Sunday, 20 October 2013

Pretty but dead - The Rape of Lucretia Glyndebourne Touring

Benjamin Britten's The Rape of Lucretia is uncompromisingly difficult. Once penetrated, it reveals its true beauty. Like Lucretia herself. Fiona Shaw's The Rape of Lucretia for Glyndebourne Touring Opera is a postcard. No doubt this production will be widely popular but Britten it is not. It will , however, appeal to those who prefer their opera pretty and undemanding. But let's not forget, Lucretia is lusted after because she is beautiful.  Like this production, she ends up dead.

It is a measure of John Christie's visionary foresight that The Rape of Lucretia  premiered at Glyndebourne in 1946, so hearing it at the modern house at Glyndebourne made me think of the background and initial reception. Britten was a radical choice. The Rape of Lucretia was state-of-the art new music at the time,  a radical departure from conventional opera mores. Christie had courage. Nearly seventy years later, The Rape of Lucretia is appreciated because it is contradictory in the typical Britten mode, throwing out clues that defy easy answers, deliberately discomforting simple interpretation. The real protagonists, in many ways, are the Male and Female Choruses. They contemplate the moral, philosophical and political aspects of this opera. Ignore that fundamental distancing and lose its meaning. The much misunderstood "Christian" framing device doesn't work if it's taken literally. It's Britten's oblique way of occluding meaning. Even the text is calculated to throw us off balance, rhymes falling off-centre (fail = all, not fail =fall) for example. Singers have to be alert.

The Rape of Lucretia is not a narrative. It's not ordinary theatre, unless one wants to emasculate Britten and what he stood for.The set designed by  Michael Levine suggestsd an archealogical site, That's good, because the Male and Female choruses are looking back on a distant past where values were fundamentally different to their own. It also reflects the idea of Tarquinius wandering through the maze-like interior of Collatinus's mansion. It's perfectly plausible that Tarquinius's real erotic fascination is with Collatinus, like himself an Alpha male. The opera begins with male bonding and rivalry, a metaphor for politcal dominance.

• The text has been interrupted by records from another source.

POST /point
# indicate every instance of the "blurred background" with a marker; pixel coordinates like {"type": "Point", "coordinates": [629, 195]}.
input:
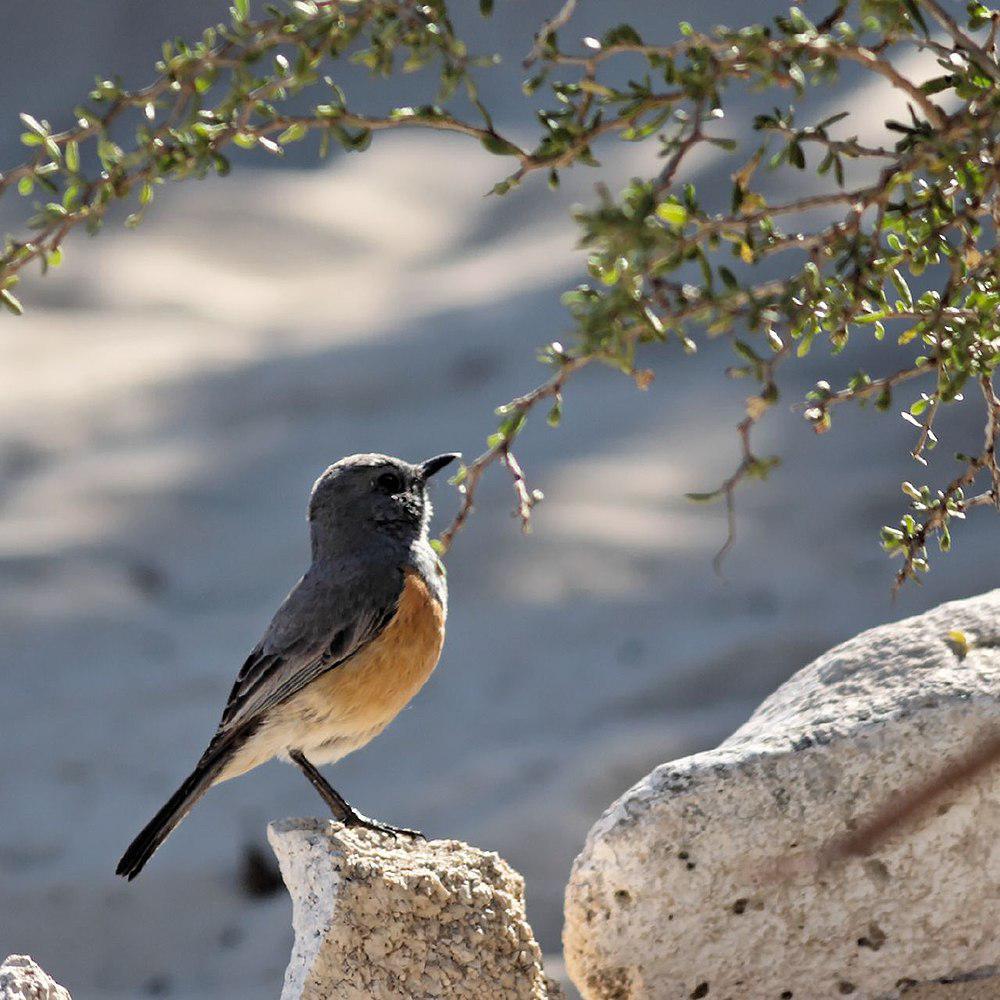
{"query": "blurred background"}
{"type": "Point", "coordinates": [173, 392]}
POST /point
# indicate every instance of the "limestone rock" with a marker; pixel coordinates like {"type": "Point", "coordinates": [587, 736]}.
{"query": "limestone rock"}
{"type": "Point", "coordinates": [23, 979]}
{"type": "Point", "coordinates": [378, 918]}
{"type": "Point", "coordinates": [678, 891]}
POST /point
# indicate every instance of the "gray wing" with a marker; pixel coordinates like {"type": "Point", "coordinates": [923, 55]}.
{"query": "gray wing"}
{"type": "Point", "coordinates": [320, 625]}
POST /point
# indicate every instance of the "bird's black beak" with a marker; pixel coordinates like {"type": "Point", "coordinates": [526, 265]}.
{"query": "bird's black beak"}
{"type": "Point", "coordinates": [434, 465]}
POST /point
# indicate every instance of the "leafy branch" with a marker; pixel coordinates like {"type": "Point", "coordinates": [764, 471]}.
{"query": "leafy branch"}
{"type": "Point", "coordinates": [908, 251]}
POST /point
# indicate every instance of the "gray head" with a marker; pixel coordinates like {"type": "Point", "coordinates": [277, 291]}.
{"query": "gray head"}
{"type": "Point", "coordinates": [365, 494]}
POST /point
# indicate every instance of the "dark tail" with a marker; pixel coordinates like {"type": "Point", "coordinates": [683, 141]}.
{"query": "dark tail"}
{"type": "Point", "coordinates": [179, 805]}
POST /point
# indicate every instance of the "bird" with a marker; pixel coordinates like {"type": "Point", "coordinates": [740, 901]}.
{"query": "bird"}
{"type": "Point", "coordinates": [350, 645]}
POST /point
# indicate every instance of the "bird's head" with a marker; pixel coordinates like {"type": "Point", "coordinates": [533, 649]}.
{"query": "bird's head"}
{"type": "Point", "coordinates": [361, 494]}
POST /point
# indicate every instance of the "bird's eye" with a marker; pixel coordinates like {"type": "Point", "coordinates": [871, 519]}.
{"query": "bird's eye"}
{"type": "Point", "coordinates": [389, 482]}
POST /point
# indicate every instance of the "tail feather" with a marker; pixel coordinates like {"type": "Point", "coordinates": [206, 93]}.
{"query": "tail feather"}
{"type": "Point", "coordinates": [177, 807]}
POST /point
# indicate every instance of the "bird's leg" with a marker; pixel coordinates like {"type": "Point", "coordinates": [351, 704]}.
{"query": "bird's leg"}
{"type": "Point", "coordinates": [340, 807]}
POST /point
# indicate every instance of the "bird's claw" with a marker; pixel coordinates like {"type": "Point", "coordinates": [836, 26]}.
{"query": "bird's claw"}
{"type": "Point", "coordinates": [355, 818]}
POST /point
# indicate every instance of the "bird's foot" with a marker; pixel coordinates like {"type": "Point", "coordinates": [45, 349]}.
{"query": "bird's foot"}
{"type": "Point", "coordinates": [354, 818]}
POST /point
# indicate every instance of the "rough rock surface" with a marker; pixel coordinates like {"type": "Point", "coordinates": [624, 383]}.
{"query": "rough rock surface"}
{"type": "Point", "coordinates": [376, 917]}
{"type": "Point", "coordinates": [23, 979]}
{"type": "Point", "coordinates": [676, 892]}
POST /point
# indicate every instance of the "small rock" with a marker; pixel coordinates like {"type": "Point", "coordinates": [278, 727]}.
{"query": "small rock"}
{"type": "Point", "coordinates": [683, 889]}
{"type": "Point", "coordinates": [23, 979]}
{"type": "Point", "coordinates": [377, 917]}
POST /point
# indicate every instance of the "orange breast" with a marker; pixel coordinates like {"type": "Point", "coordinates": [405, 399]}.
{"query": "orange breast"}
{"type": "Point", "coordinates": [365, 694]}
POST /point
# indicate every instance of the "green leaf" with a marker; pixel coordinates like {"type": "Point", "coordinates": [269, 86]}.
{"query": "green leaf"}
{"type": "Point", "coordinates": [293, 133]}
{"type": "Point", "coordinates": [35, 125]}
{"type": "Point", "coordinates": [672, 212]}
{"type": "Point", "coordinates": [498, 146]}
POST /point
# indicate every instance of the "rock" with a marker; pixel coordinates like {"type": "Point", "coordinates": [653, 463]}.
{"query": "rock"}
{"type": "Point", "coordinates": [683, 886]}
{"type": "Point", "coordinates": [968, 989]}
{"type": "Point", "coordinates": [23, 979]}
{"type": "Point", "coordinates": [377, 917]}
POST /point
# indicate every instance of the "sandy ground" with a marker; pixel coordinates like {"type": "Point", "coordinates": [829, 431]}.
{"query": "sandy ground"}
{"type": "Point", "coordinates": [165, 407]}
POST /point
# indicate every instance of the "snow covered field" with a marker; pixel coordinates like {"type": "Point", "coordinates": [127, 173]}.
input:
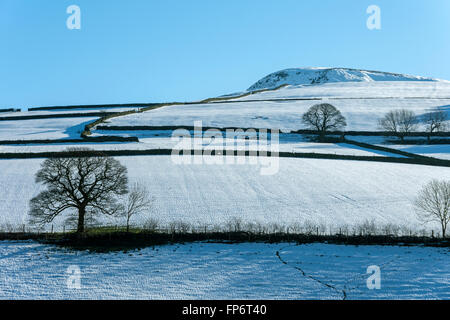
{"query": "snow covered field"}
{"type": "Point", "coordinates": [334, 193]}
{"type": "Point", "coordinates": [57, 128]}
{"type": "Point", "coordinates": [30, 270]}
{"type": "Point", "coordinates": [363, 104]}
{"type": "Point", "coordinates": [163, 140]}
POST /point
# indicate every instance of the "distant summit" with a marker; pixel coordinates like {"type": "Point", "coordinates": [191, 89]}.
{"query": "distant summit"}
{"type": "Point", "coordinates": [309, 76]}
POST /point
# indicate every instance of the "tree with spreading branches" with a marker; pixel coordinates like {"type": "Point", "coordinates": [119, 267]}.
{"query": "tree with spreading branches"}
{"type": "Point", "coordinates": [399, 123]}
{"type": "Point", "coordinates": [435, 122]}
{"type": "Point", "coordinates": [433, 203]}
{"type": "Point", "coordinates": [79, 184]}
{"type": "Point", "coordinates": [324, 117]}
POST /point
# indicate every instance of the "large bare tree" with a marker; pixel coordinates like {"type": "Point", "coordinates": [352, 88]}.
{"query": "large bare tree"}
{"type": "Point", "coordinates": [137, 201]}
{"type": "Point", "coordinates": [399, 122]}
{"type": "Point", "coordinates": [433, 203]}
{"type": "Point", "coordinates": [435, 122]}
{"type": "Point", "coordinates": [324, 117]}
{"type": "Point", "coordinates": [77, 185]}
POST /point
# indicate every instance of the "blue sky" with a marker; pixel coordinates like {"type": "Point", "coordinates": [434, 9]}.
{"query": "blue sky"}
{"type": "Point", "coordinates": [182, 50]}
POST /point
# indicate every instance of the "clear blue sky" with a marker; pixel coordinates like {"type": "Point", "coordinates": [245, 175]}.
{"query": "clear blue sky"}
{"type": "Point", "coordinates": [147, 50]}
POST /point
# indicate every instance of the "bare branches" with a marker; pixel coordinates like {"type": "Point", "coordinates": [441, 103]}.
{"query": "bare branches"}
{"type": "Point", "coordinates": [137, 201]}
{"type": "Point", "coordinates": [435, 121]}
{"type": "Point", "coordinates": [324, 117]}
{"type": "Point", "coordinates": [433, 203]}
{"type": "Point", "coordinates": [399, 122]}
{"type": "Point", "coordinates": [86, 184]}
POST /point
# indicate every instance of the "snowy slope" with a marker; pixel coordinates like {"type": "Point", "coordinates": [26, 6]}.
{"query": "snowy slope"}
{"type": "Point", "coordinates": [361, 103]}
{"type": "Point", "coordinates": [330, 192]}
{"type": "Point", "coordinates": [307, 76]}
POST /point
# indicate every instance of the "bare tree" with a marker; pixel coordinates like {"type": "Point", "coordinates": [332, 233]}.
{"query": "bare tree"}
{"type": "Point", "coordinates": [435, 122]}
{"type": "Point", "coordinates": [324, 117]}
{"type": "Point", "coordinates": [136, 202]}
{"type": "Point", "coordinates": [399, 122]}
{"type": "Point", "coordinates": [78, 185]}
{"type": "Point", "coordinates": [433, 203]}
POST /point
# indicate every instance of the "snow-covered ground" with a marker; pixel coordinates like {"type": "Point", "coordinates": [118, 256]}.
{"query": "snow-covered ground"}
{"type": "Point", "coordinates": [333, 193]}
{"type": "Point", "coordinates": [440, 151]}
{"type": "Point", "coordinates": [30, 270]}
{"type": "Point", "coordinates": [363, 104]}
{"type": "Point", "coordinates": [163, 140]}
{"type": "Point", "coordinates": [56, 128]}
{"type": "Point", "coordinates": [25, 113]}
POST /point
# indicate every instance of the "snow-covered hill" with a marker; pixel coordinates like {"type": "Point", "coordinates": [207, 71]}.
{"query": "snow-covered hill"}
{"type": "Point", "coordinates": [307, 76]}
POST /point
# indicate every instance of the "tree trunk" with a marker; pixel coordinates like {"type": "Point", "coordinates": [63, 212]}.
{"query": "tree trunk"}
{"type": "Point", "coordinates": [81, 214]}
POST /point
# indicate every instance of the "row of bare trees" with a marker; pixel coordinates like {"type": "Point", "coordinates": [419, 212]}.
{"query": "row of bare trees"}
{"type": "Point", "coordinates": [326, 117]}
{"type": "Point", "coordinates": [402, 122]}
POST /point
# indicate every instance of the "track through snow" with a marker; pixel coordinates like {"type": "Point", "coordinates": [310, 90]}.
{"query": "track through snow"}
{"type": "Point", "coordinates": [224, 271]}
{"type": "Point", "coordinates": [343, 292]}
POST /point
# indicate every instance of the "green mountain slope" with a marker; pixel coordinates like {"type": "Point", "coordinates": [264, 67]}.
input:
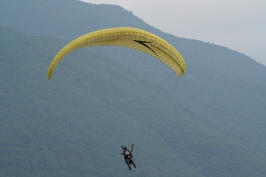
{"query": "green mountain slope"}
{"type": "Point", "coordinates": [208, 123]}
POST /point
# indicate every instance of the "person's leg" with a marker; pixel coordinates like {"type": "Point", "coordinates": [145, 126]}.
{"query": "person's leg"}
{"type": "Point", "coordinates": [132, 161]}
{"type": "Point", "coordinates": [128, 163]}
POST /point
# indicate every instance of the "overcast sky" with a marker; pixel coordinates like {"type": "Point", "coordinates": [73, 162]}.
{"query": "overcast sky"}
{"type": "Point", "coordinates": [237, 24]}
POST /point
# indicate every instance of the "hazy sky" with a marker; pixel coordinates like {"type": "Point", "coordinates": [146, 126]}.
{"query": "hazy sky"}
{"type": "Point", "coordinates": [237, 24]}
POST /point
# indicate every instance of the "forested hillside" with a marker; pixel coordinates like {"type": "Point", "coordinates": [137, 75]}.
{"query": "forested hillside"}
{"type": "Point", "coordinates": [210, 122]}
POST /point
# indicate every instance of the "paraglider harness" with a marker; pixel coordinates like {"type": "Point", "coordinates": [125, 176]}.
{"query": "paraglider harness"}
{"type": "Point", "coordinates": [127, 154]}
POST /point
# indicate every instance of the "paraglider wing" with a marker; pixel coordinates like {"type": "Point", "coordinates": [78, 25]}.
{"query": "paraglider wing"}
{"type": "Point", "coordinates": [126, 37]}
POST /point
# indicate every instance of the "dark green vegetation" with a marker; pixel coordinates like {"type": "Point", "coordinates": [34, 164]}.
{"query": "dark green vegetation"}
{"type": "Point", "coordinates": [210, 122]}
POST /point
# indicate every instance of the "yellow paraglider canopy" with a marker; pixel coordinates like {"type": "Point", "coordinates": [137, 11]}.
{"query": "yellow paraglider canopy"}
{"type": "Point", "coordinates": [126, 37]}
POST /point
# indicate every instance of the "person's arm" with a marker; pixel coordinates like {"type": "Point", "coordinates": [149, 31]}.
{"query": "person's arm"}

Tarquinius has screwed the Romans, so it follows that he should do the same to Collatinus''s inner sanctum. The set is covered with "mud" rather like Barry Kosky's ENO Castor and Pollux (see more here) but there it served a meaningful purpose. Fiona Shaw's Rape of Lucretia looks nice but sits on the surface. No digging, no depth.  Like Deborah Warner's Eugene Onegin (more here), there's no point in applauding scenery. But perhaps the "public", whoever they are, prefer their opera shallow.
What saves this production is the cast. Allan Clayton sang the Male Chorus with great intelligence. His diction is precise and clear, so those who were paying attention could revel in his committed, dignified delivery. Kate Valentine sang the Female Chorus. She's not remotely as forceful as Sarah Connolly was in the 2001 ENO Rape of Lucretia,  but such intensity would have been wasted on this determindedly straightforward production. In 2001, Christopher Maltman almost stole the show with his gym-toned physique. Duncan Rock, the sexiest man in the business, is an equally stunning Tarquinius, instinctively pacing the stage like a panther. Rock can do animal energy in real life: in the theatre, he's a natural asset. David Soar was an exceptionally strong Collatinus, so good that he elevates the role was above the limited part it plays in the libretto. Soar and Rock are outstanding: one could build a very astute interpretation around them.

Lucretia herself is a complex figure and her rape is not, by any means, merely a physical act. Even her husband is quick to forgive, despite the political and status implications. It's perfectly reasonable to read The Rape of Lucretia as a depiction of male/female relationships and ignore the wider meanings. It's true that the text refers to her lips (use your imagination) but I'm not comfortable with the idea of Lucretia as an object to be gazed upon. Like Collatinus's favourite flower, the orchid, Lucretia is tougher than she looks. Indeed, it's arguable that she's even a woman, given Britten's predilection for curiously male females. Angelika Kirchschlager's Lucretia (Aldeburgh 2011, Oliver Knussen) was astonishingly powerful because she wasn't passive. Claudia Huckle's Lucretia was nicely sung but devoid of directoral insight. Do we end up gazing lubriciously like Tarquinius, or do we think for ourselves, like the Male and Female Choruses?  This production should be a box office hit, sadly because Britain isn't yet ready for Britten.